Regarding the creation of incident cases, Azure DevOps can be used to record and manage them by automatically creating Work Items. Of course, I believe that project management on the market with boards / kanban, such as Jira, can certainly achieve the same functionality. This can be evaluated independently.
TTE (Time to Engage)

The Swiss cheese model of accident causation illustrates that, although many layers of defense lie between hazards and accidents, there are flaws in each layer that, if aligned, can allow the accident to occur. In this diagram, three hazard vectors are stopped by the defenses, but one passes through where the "holes" are lined up.
This is the most time-consuming part of the entire process. In pratice, it is usually the responsible engineers who collect information and analze a large volume of logs. However, with the advancement of AI, information collection and preliminary assessments are now being carried out through AI, provding references for subsequent engineers.

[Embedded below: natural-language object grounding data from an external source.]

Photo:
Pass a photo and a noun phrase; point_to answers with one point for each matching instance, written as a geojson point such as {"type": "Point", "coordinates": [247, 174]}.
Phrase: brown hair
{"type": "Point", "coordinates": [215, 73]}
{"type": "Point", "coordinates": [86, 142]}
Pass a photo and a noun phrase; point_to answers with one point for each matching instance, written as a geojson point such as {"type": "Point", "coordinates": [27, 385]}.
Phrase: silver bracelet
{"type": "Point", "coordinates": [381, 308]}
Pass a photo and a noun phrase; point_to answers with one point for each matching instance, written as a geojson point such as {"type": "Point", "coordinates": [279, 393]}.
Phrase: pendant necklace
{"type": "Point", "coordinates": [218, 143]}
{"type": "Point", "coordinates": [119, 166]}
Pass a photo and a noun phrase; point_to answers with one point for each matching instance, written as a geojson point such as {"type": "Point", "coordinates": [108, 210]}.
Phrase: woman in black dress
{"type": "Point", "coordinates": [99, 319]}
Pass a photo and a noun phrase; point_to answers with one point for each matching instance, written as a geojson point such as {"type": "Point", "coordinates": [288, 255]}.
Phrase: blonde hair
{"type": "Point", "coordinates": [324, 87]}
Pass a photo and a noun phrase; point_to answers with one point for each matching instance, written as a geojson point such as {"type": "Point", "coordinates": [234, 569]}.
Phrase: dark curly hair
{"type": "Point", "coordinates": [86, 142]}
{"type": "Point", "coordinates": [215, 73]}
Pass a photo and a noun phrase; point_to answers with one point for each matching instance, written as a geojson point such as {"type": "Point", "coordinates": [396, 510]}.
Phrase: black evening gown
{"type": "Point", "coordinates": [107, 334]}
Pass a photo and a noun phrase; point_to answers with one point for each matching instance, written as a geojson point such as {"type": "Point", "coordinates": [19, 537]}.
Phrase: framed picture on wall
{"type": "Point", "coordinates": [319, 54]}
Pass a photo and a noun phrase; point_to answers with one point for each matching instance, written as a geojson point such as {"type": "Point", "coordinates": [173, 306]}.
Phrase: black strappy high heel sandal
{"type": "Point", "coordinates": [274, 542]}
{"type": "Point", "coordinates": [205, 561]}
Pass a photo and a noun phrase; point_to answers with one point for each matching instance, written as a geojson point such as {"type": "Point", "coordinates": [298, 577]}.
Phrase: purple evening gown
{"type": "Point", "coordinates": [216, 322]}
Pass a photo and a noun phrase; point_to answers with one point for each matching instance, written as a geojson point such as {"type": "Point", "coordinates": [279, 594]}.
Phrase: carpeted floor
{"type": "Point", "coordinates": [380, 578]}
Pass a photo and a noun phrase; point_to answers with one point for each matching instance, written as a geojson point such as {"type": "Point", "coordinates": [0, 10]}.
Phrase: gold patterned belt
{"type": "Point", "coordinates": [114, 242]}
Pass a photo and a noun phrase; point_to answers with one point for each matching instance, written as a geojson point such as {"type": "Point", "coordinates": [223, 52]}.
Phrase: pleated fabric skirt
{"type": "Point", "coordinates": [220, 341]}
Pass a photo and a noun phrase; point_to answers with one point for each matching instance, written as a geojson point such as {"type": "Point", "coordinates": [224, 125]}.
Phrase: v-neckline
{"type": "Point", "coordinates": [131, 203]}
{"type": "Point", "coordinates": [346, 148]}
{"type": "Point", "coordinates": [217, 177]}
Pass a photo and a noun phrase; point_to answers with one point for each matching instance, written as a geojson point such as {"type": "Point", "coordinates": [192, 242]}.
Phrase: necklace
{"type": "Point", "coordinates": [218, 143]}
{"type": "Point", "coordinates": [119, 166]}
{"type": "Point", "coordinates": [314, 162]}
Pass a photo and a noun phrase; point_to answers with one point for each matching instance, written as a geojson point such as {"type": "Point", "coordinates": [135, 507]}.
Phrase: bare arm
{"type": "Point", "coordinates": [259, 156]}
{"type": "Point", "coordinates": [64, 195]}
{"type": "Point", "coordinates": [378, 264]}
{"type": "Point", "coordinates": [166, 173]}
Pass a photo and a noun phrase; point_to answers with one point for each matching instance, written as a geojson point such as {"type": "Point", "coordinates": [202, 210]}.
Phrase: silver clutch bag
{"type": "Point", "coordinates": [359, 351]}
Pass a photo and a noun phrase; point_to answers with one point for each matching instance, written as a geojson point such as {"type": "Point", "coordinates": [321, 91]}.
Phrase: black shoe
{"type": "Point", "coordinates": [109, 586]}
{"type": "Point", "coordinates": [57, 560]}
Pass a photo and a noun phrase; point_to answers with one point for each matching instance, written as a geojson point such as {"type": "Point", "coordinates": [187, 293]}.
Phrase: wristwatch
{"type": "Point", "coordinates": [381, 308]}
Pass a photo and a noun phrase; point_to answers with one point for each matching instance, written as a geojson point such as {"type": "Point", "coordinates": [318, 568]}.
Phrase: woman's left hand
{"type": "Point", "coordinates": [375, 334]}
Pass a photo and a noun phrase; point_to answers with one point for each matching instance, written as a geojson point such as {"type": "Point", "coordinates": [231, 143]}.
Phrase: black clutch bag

Microsoft has attempted to adopt AIOps technology to optimize the Triangle System - Optimizing incident management with AIOps using the Triangle System. And Google has also launched kubectl-ai for Kubernetes to help administrators more quickly identify and provide solutions.
As data collection becomes more refined, I personally am quite optimistic that AIOps can help many administrator reduce operational pressure. However, the accompanying issue is as humans, How caa we continously cultivate talent to enable them to identify which solution is best for customers or users?
TTD (Time to Fix)

No matter if its a reboot, update, rebuild, hot patch or rollback, it's a solution because, for users, they don't care how you fix it - the key is that the service is restored to normal.
Assuming it's a reboot or rollback, the TTF time shouldn't be too long. In other situations, it might take a very long time, and at that point, alternative solutions MUST BE sought to mitigate the incident
TTN (Time to Notify)

This notification target could be users, customers or your boss. It is recommend to have a single point of contact to provide them with regular and contiinuous updates on information.
The key point of the feedback with users are
- Explain alternative solutions
- Ensure transparency in progress handling
- Provide information about the next steps.
To ensure that engineers can focus on completing repair tasks, it is more sutiable to have dedicated person handle communication, which is usually carried out by a Technical Account Manager (TAM) or Customer Success Account Manager (CSAM).
Phil's Memo
Microsoft Reactor - Azure Incident Retrospectives
Although having an incident is not a good thing, the interesting part is that Microsoft Azure is willing to conduct a restrospective for Azure incident, not only documenting it on Azure Status Histor but also recording the discussion and publicly sharing record on YouTube.